6. Avoid overcommitting. Avoid the temptation to spread yourself too thinly by accepting more projects than you can complete or that distract from priorities.
7. Commune with nature. Henry David Thoreau once journaled, “Methinks that the moment my legs begin to move, my thoughts begin to flow.” There are countless studies that support the connection between movement and creativity. Movement can also improve your disposition. So, get to steppin’.
8. Be kind to yourself. Writers can be their own worst critic. My way of being kind to myself is to set aside time for meditation, prayer, and exercise. Committing to date night, play time in the park with my dogs, a weekly girl chat (where tomfoolery is legal), spending time with my extended family and volunteering bring me joy. Equally as important is to seek help or therapy as a form of self-care.

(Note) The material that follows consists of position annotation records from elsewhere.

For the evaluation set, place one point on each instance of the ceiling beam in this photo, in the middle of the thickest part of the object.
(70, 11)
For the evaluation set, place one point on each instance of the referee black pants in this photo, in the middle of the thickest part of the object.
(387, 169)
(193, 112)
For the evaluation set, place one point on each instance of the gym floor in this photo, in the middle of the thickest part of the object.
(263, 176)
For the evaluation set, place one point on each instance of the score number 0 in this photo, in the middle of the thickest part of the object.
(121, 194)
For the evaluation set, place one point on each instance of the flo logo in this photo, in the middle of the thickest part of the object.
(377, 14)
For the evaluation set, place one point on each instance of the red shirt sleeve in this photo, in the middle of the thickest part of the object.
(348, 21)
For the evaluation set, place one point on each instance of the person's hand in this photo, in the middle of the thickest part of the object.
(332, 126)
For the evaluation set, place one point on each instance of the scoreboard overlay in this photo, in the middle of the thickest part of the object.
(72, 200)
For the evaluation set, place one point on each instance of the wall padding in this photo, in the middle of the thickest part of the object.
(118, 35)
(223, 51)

9. Be kind to your mind. When feeling stressed, take time to meditate, breathe, walk or talk to whomever empowers you. Also, reading, journaling, and visiting museums and other cultural spaces refuel your knowledge base and creativity.
10. Get your butt off the green couch or whatever your favorite perch is. There are places in your home that are sink holes. The minute you recline in these places nothing gets done. I threw out my green couch years ago. But when I’m writing, I avoid my bedroom, where there are numerous distractions. To avoid sink holes, return to Tip #3.
Over seven years, I experienced one travesty after another. For many of you, the pandemic came with its own chain of challenges, upsets, and devastations. But, just remember, you’re human. You’re going to recoil from all the assaults, but trust and believe; with effort, perseverance and grit things will get better. After all, writing is not just what we do. It’s who we are.
Tina Jenkins Bell is a published fiction writer, playwright, literary activist, and President Emeritus and cofounder of For Love of Writing (FLOW). Bell’s short fiction has been widely published in journals and anthologies including: “To the Moon and Back,” which appeared in Hypertext Journal and was nominated for an Illinois Arts Council award; her mini-memoir, “Devil’s Alley,” Us Against Alzheimer’s anthology; “Looking for the Good Boy, Yummy,” They Said anthology; “The Last Supper,” Revise the Psalm: Work Celebrating the Writing of Gwendolyn Brooks. Bell is currently working on her second novel, Family Legacies.